A short snippet of the information you could discover: Mutations in BAX are associated with many cancers with a particular prevalence in colorectal cancer, endometrial cancer and haematopoietic and lymphoid neoplasms. Many mutations occur within a poly (G) 8 tract within exon 3 and are associated with microsatellite instability, with around 90% of the new mutations curated for BAX being insertions or deletions in this region. The majority of these mutations are involved in cancers of the stomach and intestines. However, missense mutations in other parts of the BAX gene have also been curated in a broader spectrum of cancers including the haematopoietic or lymphoid cancers, cancers of the skin (especially malignant melanomas), liver and breast cancers.
Pieces of a puzzle
With over 6,800 distinct forms of human cancer recorded in COSMIC alone, it is important to remember that while deep analysis is needed, there is an expansive and diverse breadth of knowledge that needs to be addressed in equal measure. Like pieces of a puzzle, each data point has a role to play. Expert curated genes, mutational signatures, hallmarks annotations, these focus on mechanisms, causes and distribution of cancers, but how do we tackle these diseases? Our Actionability dataset keeps vigilant watch over efforts to combat cancer by curating current state of precision oncology, tracking treatment availability and trials in incredible detail.

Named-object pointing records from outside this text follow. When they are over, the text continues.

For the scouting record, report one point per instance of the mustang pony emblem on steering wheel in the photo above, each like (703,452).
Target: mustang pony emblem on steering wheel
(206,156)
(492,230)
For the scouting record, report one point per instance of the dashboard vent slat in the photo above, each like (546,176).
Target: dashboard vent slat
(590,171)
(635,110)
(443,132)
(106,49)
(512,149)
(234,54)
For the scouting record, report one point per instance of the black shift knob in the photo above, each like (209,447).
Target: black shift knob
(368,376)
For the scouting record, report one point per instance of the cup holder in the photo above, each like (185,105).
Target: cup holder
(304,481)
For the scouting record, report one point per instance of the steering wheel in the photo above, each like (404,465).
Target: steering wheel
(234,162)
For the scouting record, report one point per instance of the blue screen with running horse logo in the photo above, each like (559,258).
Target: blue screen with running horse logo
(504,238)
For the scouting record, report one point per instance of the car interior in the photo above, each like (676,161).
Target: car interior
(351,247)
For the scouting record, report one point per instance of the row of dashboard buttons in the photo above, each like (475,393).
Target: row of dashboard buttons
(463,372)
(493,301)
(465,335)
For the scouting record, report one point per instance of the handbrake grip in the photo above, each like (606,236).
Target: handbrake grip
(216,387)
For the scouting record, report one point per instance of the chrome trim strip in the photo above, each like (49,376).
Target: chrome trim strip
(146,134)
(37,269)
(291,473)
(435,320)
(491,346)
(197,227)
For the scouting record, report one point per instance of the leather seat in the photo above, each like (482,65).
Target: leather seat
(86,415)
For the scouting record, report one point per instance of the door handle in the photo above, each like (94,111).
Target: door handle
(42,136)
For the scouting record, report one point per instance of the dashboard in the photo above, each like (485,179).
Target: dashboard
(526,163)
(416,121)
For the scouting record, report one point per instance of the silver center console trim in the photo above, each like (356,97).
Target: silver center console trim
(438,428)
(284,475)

Of course, treatment doesn’t always run smoothly. It is unfortunately quite common for a tumour to respond well initially, but for resistance to occur as time goes by. This leaves the curation of new resistance gene drug pairs, such as IDH1-Ivosidenib for COSMIC v99, crucial for patient outcomes. Ivosidenib is a drug often used, in part, to treat Acute Myeloid Leukaemia (AML). With thousands of patients diagnosed, and losing their life to AML yearly, there is an immense pressure to address any hindrance to treatment. FDA approved treatments, alternative treatment development, reasons for trial termination and much more, provide a perfect jumping off point for drug and treatment development. Churchill famously once said “Those that fail to learn from history are doomed to repeat it.’. A comprehensive understanding of past successes and failures is indispensable in any industry to optimise the work being done. Millions of patients are diagnosed with, and die of cancer every year, with the stakes this high, the optimisation of research is of the utmost importance in the battle against these diseases.
A data-driven future
When producing and analysing data, it can often be difficult to picture the consequences at a human level. This is where databases like COSMIC come in. Adaptation of curated data into analytical tools and accessible formats, allows researchers to gain actionable insights and offers real world context. Despite being crucial infrastructure in the data-driven race against countless diseases, databases are often launched, deprived of funding and then stagnate or disappear entirely. It is this that drives COSMIC’s dedication not only to curating gold-standard data, but to longevity. By focusing on integral data such as Cancer Gene Census updates and individual gene focuses, COSMIC v99 perfectly emulates this commitment to being a sustainable and reliable source of genomic data. It is only through a meticulously maintained balance of curation of new brand new information, and the revisiting of historical data that we can uphold the high standards we have been known and trusted for, for almost 20 years.